Changing the narrative: Financial education as an enabler and opportunity-maker for young people
As we start a new year, many people will be feeling the financial pressure from the Christmas period. But for young people growing up in a complex financial landscape, the pressures on them are greater than many others.
As the world becomes increasingly cashless, and where a digital divide prevents access to financial products for many, young people need increasing support to equip them with the knowledge and skills to build a healthy relationship with money.
Exposure to financial misinformation on social media, opportunities to invest in cryptocurrency, and scam advertising, young people face financial dangers that didn’t exist ten years ago.
Research has shown that young people are now more at risk from fraud than older people, so it’s unsurprising that 67% of young people do not feel confident planning for their financial future. However, only one in three primary school children and less than half of secondary school children currently receive any form of financial education.
We know that lifelong habits and behaviours around money are formed by the age of seven. By this age, children have grasped the ability to recognise the value of money and have an understanding of what it means to earn money and what income is.
So why are so few young people receiving the financial education that has the power to transform their life chances?
At Young Enterprise’s recent Minding Your Money event, Martin Lewis Founder of Money Saving Expert, Fozia Irfan Director of Children and Young People at BBC Children in Need, Claer Barrett Consumer Editor at Financial Times and Saeed Atcha, CEO Youth Leads UK, came together to discuss the significant advantages that a financial education can offer.
We discussed the potential impact that financial education can have on social mobility to take people out of poverty and discovered there is a real potential to change the narrative around financial education to show it as an enabler and opportunity-maker for young people.
What’s clear though, is an urgent need to better understand the contribution that financial capability makes to an individual’s social mobility. For example, if a young person has the financial understanding to know how to take on and manage debt, it will hugely impact their lives. If the government is serious about its levelling up agenda, young people need more opportunities, from an early age, to build the necessary skills and mindset to manage money.
One panelist commented that the role that financial education can play in bettering a child’s growth into adulthood can offer unparalleled benefits not just to the individual but to society, and that having more financially literate people better able to take care of themselves would be a win for government.
To make this happen, we need to teach it in a way that resonates with young people who learn best when faced with real, relevant and meaningful scenarios. We should help schools develop their curriculum in realistic ways that are effective for young people.
We cannot expect teachers and schools to do this on their own. We need to look outside of the formal education environment to support parents, carers, youth workers and communities to help young people build their financial capability collectively.
The Money and Pension Service’s UK Strategy for Financial Wellbeing is committed to two million more young people getting a meaningful financial education.
However, at Young Enterprise, we would go even further and recommend more young people receive a financial education, as recommended by the recent APPG report into financial education for primary school children.

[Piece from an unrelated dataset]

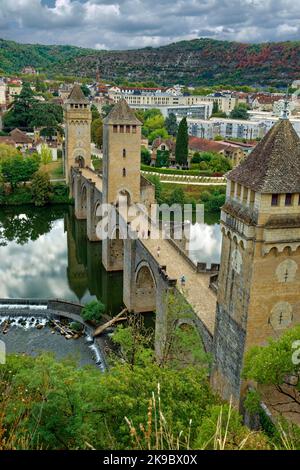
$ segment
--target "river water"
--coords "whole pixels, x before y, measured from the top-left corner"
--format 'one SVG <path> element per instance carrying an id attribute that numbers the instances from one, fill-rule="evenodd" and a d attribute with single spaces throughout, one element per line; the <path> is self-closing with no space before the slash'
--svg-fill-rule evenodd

Financial education can help transform young people’s lives regardless of their starting point. We need to provide them with more opportunities, at an earlier age, to build the necessary skills and mindset to manage money. We urge policymakers to partner with key stakeholders and support the next generation of young people to become more financially capable.
Sharon Davies is CEO of Young Enterprise and host of the Enterprising Mindsets podcast series, which explores the impact of financial education and its link with improving social mobility.